Energy: Expert: Fusion power plant does not come faster

According to the head of the Greifswald fusion experiment Wendelstein 7-X, the recent breakthrough by US colleagues will not lead to a significantly faster development of a nuclear fusion power plant.

Energy: Expert: Fusion power plant does not come faster

According to the head of the Greifswald fusion experiment Wendelstein 7-X, the recent breakthrough by US colleagues will not lead to a significantly faster development of a nuclear fusion power plant. He continues to assume that the construction of a power plant in the second half of the century is realistic, Thomas Klinger told the German Press Agency. "If you go full throttle."

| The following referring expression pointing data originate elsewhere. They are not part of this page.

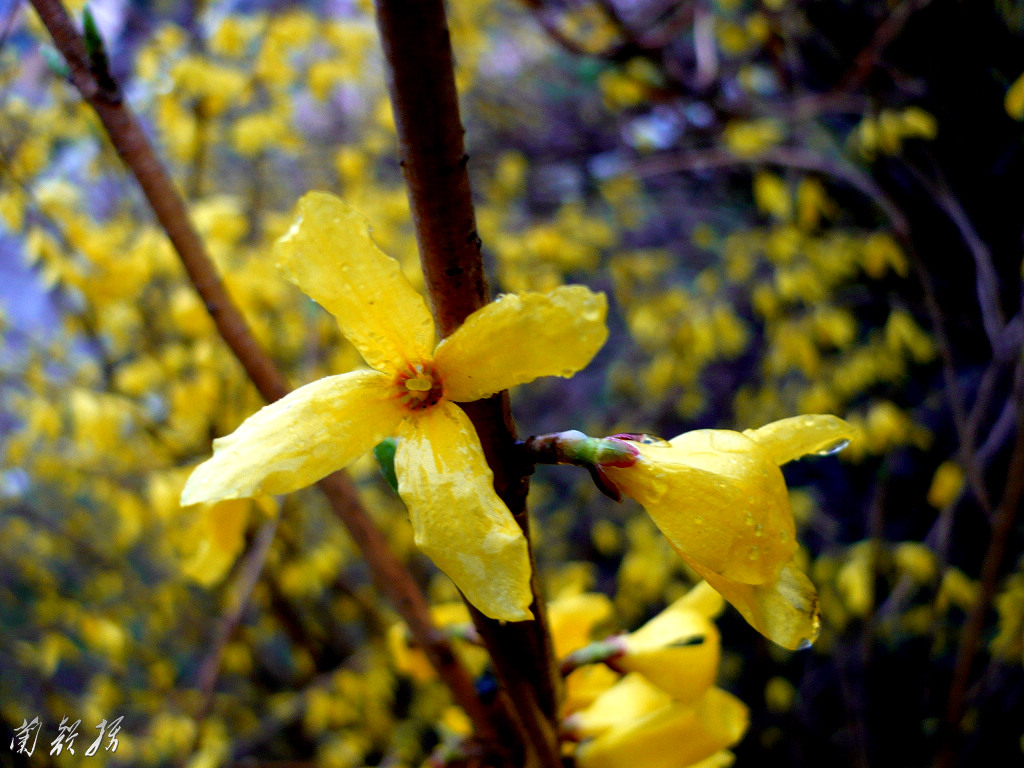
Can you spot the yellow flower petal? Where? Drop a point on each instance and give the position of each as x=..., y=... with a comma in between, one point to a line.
x=330, y=255
x=519, y=338
x=675, y=736
x=678, y=651
x=302, y=437
x=217, y=537
x=718, y=500
x=458, y=519
x=785, y=611
x=572, y=619
x=630, y=698
x=791, y=438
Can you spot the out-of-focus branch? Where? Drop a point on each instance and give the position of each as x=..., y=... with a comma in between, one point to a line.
x=856, y=178
x=418, y=49
x=1013, y=496
x=249, y=574
x=131, y=143
x=987, y=283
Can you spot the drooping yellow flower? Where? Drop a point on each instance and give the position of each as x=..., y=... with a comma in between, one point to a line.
x=721, y=501
x=674, y=735
x=679, y=649
x=458, y=519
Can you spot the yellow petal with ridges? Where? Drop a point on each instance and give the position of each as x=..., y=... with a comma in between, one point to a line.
x=330, y=255
x=458, y=519
x=572, y=617
x=718, y=501
x=791, y=438
x=217, y=537
x=677, y=650
x=675, y=736
x=784, y=611
x=630, y=698
x=522, y=337
x=304, y=436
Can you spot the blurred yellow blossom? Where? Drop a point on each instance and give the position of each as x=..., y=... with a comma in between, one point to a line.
x=721, y=501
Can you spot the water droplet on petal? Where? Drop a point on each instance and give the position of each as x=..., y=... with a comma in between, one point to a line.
x=835, y=448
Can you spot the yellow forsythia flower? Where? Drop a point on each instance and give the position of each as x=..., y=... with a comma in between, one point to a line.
x=677, y=735
x=458, y=519
x=1013, y=102
x=720, y=500
x=678, y=649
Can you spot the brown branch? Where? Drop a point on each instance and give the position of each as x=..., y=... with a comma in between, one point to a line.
x=252, y=566
x=1013, y=496
x=131, y=143
x=987, y=282
x=853, y=176
x=418, y=49
x=888, y=31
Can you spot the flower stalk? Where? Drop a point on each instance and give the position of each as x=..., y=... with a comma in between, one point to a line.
x=418, y=49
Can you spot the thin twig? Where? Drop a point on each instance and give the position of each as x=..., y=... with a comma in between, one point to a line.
x=123, y=128
x=854, y=177
x=1013, y=496
x=242, y=591
x=987, y=282
x=424, y=99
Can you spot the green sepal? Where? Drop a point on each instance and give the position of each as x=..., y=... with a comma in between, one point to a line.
x=384, y=453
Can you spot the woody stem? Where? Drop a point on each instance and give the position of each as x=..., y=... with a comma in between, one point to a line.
x=417, y=44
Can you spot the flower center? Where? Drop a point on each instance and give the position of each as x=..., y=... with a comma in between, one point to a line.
x=419, y=386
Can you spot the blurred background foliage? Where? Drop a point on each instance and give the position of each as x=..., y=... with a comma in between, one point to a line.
x=795, y=206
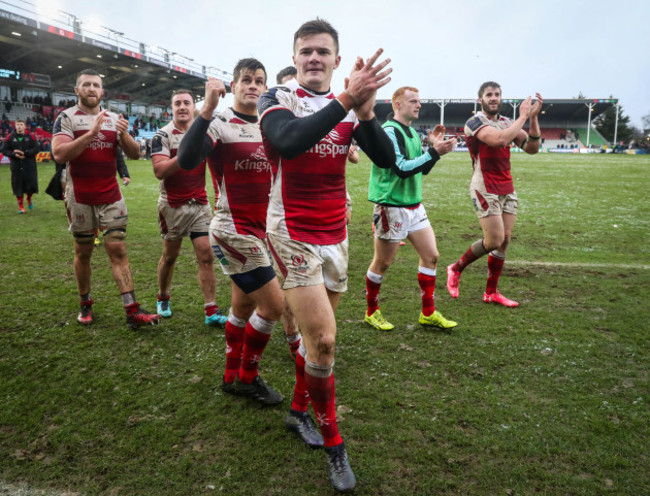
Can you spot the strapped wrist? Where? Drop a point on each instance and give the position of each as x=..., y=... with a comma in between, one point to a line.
x=346, y=100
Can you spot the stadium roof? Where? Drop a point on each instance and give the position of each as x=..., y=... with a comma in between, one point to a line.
x=47, y=52
x=555, y=113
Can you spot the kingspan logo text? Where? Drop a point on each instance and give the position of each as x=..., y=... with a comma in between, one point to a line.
x=254, y=165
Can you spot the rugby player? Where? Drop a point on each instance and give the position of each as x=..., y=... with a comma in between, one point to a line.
x=489, y=136
x=86, y=137
x=183, y=210
x=232, y=143
x=399, y=213
x=307, y=132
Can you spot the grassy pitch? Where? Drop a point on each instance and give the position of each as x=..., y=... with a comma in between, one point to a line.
x=548, y=398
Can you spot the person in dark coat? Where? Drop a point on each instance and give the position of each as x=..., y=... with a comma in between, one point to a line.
x=21, y=147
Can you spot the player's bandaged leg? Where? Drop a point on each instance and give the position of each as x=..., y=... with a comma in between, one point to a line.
x=300, y=400
x=319, y=380
x=427, y=282
x=117, y=234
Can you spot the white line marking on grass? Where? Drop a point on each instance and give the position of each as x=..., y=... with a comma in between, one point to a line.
x=579, y=264
x=13, y=490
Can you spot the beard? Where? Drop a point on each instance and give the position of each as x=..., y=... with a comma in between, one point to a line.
x=90, y=101
x=487, y=111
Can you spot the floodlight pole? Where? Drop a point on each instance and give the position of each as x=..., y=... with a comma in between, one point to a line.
x=591, y=106
x=442, y=104
x=616, y=124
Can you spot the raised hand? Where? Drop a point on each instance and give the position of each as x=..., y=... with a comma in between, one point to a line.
x=437, y=134
x=525, y=107
x=214, y=89
x=539, y=101
x=122, y=125
x=364, y=81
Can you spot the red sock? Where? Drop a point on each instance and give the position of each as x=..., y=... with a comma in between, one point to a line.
x=372, y=295
x=257, y=334
x=427, y=287
x=320, y=384
x=234, y=344
x=300, y=400
x=495, y=265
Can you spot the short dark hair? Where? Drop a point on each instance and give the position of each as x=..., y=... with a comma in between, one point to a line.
x=287, y=71
x=181, y=91
x=317, y=26
x=87, y=72
x=487, y=84
x=247, y=65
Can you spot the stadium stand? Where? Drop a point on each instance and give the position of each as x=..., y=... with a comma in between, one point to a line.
x=140, y=77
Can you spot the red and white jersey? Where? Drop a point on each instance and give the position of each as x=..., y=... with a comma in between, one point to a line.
x=492, y=163
x=183, y=185
x=243, y=173
x=93, y=172
x=309, y=196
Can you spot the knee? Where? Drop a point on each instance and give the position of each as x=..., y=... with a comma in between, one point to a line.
x=493, y=242
x=381, y=265
x=325, y=349
x=243, y=310
x=168, y=259
x=205, y=260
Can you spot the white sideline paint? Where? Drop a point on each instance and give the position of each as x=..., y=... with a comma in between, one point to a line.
x=13, y=490
x=578, y=264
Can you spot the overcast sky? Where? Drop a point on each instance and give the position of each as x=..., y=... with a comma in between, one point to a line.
x=560, y=48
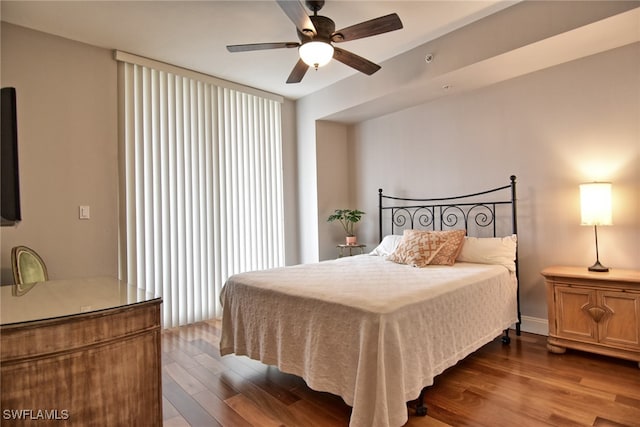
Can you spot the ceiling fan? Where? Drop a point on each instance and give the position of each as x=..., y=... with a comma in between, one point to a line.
x=317, y=35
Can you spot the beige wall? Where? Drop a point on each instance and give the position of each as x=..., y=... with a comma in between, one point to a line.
x=68, y=148
x=554, y=129
x=67, y=138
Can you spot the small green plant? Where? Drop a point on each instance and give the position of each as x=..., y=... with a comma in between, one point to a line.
x=347, y=218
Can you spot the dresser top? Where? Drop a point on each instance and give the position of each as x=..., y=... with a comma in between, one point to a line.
x=60, y=298
x=614, y=274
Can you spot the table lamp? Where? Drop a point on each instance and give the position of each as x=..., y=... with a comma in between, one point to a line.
x=595, y=208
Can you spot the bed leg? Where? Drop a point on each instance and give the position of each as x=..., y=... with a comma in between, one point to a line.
x=505, y=337
x=421, y=408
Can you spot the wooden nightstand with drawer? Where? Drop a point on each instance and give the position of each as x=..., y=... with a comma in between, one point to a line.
x=593, y=311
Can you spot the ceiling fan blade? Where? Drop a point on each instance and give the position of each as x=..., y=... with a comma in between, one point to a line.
x=260, y=46
x=298, y=72
x=376, y=26
x=355, y=61
x=298, y=15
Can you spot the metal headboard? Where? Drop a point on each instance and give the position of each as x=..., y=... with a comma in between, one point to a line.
x=476, y=211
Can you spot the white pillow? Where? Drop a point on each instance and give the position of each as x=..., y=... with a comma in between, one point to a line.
x=490, y=250
x=387, y=246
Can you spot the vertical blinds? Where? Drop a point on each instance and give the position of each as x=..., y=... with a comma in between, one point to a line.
x=201, y=187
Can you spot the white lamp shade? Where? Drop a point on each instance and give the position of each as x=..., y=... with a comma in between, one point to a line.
x=595, y=203
x=316, y=54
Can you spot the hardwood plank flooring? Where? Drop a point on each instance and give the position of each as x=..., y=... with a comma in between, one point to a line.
x=520, y=384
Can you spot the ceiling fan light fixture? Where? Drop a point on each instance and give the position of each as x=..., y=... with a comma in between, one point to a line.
x=316, y=53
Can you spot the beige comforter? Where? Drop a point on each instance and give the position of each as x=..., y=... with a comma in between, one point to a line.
x=367, y=329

In mid-December, research results from the USA caused a stir. According to the government there, scientists for the first time produced more energy when fusing atomic nuclei than they put directly into it. From politics and science, some more optimistic forecasts came afterwards than those of Klinger, as far as the construction of a power plant is concerned.

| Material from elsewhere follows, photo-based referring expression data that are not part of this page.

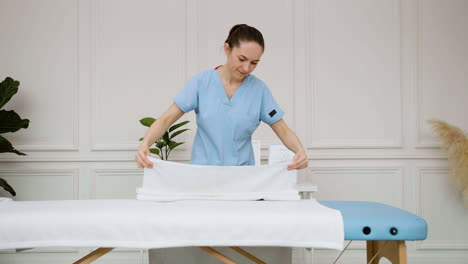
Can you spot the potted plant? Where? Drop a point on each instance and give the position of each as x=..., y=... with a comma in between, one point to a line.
x=165, y=144
x=10, y=121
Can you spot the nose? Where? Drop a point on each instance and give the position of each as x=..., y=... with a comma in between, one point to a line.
x=245, y=68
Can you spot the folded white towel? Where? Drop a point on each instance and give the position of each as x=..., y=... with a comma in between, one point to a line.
x=170, y=181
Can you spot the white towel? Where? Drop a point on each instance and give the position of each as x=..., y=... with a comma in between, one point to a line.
x=170, y=181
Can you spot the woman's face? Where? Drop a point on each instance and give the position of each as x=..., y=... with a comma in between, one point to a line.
x=242, y=60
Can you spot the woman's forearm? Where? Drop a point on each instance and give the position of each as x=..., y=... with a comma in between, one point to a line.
x=287, y=136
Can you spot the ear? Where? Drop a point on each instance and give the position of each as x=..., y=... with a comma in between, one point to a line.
x=227, y=50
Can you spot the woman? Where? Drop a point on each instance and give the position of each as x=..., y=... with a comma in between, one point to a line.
x=229, y=103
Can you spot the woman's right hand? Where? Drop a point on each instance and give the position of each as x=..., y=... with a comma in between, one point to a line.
x=141, y=157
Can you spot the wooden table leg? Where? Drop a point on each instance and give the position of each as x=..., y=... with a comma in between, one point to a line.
x=218, y=255
x=393, y=250
x=93, y=256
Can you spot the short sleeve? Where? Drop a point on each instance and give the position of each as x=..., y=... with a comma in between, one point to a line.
x=270, y=111
x=187, y=98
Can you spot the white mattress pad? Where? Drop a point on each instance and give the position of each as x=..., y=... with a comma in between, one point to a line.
x=147, y=224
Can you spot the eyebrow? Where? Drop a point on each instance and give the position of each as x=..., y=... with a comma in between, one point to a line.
x=247, y=58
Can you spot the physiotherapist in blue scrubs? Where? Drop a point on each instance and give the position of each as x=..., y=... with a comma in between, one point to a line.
x=229, y=103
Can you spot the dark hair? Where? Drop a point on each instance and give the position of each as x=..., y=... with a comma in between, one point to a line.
x=243, y=32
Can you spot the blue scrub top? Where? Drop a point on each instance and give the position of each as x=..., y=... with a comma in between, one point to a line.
x=225, y=126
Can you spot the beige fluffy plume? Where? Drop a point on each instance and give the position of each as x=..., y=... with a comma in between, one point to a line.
x=455, y=142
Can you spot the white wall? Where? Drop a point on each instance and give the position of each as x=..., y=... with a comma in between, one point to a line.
x=357, y=79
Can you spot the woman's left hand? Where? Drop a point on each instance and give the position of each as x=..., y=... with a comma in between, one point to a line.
x=300, y=161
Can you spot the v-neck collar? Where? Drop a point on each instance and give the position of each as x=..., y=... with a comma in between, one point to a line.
x=223, y=91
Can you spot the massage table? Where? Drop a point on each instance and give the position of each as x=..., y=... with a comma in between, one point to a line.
x=385, y=228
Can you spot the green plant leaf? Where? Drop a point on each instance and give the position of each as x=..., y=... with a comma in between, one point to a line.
x=147, y=121
x=8, y=88
x=178, y=132
x=154, y=151
x=10, y=121
x=7, y=187
x=160, y=144
x=174, y=127
x=173, y=145
x=5, y=146
x=166, y=138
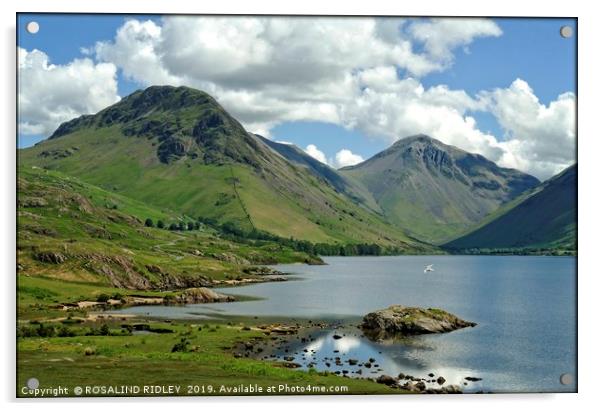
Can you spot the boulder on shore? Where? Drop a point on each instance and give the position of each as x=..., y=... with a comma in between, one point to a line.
x=202, y=295
x=401, y=320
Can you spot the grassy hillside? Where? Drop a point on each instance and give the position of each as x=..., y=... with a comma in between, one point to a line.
x=72, y=231
x=544, y=219
x=435, y=191
x=177, y=150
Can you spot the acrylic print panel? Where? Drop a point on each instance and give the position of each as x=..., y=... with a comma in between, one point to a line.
x=221, y=205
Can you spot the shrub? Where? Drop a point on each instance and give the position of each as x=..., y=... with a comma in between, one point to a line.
x=104, y=330
x=103, y=298
x=181, y=346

Klinger: Technological hurdles remain gigantic

Klinger had also spoken of a scientific breakthrough. However, the technological hurdles are still gigantic, even if overcoming them is not impossible. This applies both to the fusion using lasers used by the US colleagues and to magnetic fusion, which is being worked on in Greifswald. "I can very well imagine a world in which there is one like the other." How quickly you can get over the technological hurdles is difficult to say in advance.

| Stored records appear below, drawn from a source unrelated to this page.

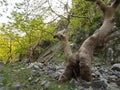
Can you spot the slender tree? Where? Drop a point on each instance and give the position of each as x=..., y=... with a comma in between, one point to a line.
x=79, y=63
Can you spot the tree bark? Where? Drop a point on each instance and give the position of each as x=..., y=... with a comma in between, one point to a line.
x=79, y=63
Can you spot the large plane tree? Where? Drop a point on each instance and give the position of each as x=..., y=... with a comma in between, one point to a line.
x=79, y=63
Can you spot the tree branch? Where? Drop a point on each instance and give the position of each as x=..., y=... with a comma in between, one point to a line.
x=101, y=4
x=67, y=49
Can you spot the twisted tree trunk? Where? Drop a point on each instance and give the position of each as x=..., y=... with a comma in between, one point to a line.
x=79, y=63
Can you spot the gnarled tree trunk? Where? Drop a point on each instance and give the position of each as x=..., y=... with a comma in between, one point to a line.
x=79, y=63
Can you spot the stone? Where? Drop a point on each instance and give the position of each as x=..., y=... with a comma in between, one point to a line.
x=116, y=67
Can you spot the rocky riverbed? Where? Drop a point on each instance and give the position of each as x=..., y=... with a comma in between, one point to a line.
x=44, y=76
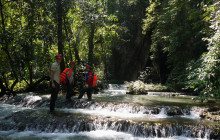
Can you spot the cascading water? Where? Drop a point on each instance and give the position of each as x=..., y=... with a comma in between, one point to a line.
x=111, y=115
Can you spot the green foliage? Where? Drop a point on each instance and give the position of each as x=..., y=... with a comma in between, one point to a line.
x=204, y=74
x=176, y=32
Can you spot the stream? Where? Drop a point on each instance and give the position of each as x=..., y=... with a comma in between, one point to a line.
x=111, y=115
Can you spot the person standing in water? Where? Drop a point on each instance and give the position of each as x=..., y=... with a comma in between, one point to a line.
x=88, y=84
x=55, y=81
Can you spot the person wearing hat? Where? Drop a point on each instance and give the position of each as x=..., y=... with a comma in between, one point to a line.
x=66, y=78
x=55, y=81
x=88, y=84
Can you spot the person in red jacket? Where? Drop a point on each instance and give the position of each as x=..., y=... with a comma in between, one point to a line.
x=66, y=78
x=88, y=84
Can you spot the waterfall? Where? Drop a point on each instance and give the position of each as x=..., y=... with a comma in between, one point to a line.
x=27, y=116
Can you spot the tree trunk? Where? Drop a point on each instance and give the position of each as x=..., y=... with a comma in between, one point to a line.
x=59, y=32
x=91, y=44
x=5, y=46
x=3, y=88
x=66, y=31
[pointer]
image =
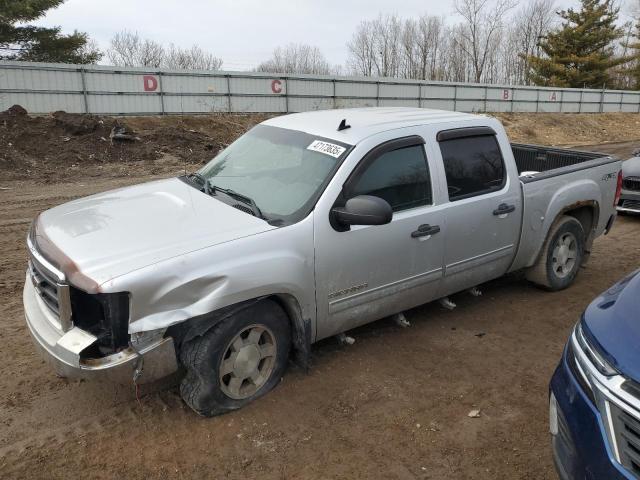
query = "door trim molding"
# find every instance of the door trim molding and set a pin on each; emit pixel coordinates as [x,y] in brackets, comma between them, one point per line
[378,293]
[462,265]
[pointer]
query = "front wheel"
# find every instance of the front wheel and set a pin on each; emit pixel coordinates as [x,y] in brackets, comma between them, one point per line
[561,255]
[236,361]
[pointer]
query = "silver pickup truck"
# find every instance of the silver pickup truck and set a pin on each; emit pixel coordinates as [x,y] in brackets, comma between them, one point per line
[307,226]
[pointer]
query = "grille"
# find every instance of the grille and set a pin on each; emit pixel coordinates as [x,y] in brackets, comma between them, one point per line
[631,204]
[54,294]
[627,434]
[631,183]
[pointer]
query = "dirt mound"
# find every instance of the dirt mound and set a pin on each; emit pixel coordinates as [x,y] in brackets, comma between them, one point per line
[16,110]
[75,124]
[64,145]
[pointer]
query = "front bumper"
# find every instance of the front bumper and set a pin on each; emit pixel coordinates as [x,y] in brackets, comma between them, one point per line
[62,350]
[580,448]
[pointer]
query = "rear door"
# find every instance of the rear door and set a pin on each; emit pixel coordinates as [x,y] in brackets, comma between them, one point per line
[484,210]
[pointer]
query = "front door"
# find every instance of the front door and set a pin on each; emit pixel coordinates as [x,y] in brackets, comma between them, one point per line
[364,273]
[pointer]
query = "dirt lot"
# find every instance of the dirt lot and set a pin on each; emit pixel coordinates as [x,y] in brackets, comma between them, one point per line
[393,405]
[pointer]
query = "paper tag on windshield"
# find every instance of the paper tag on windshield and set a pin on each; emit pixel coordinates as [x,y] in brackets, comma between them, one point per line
[326,148]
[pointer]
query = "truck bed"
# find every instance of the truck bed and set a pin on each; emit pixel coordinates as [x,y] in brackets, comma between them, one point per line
[548,161]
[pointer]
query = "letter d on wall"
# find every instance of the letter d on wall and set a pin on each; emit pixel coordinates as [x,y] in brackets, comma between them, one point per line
[150,83]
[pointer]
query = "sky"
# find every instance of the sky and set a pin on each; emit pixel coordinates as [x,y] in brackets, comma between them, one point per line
[242,32]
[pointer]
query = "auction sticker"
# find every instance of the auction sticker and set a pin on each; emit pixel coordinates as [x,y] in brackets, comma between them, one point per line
[326,148]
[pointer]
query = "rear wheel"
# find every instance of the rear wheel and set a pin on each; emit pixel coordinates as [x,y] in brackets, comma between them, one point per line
[561,255]
[237,361]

In nuclear fusion, unlike in reactors in conventional nuclear power plants, atomic nuclei are fused instead of split. Theoretically, very large amounts of energy could be generated - and much less dangerous than with nuclear fission and climate-neutral. Critics complain that nuclear fusion is too expensive, forecasts of possible use are constantly being pushed back and the technology for the energy transition comes too late.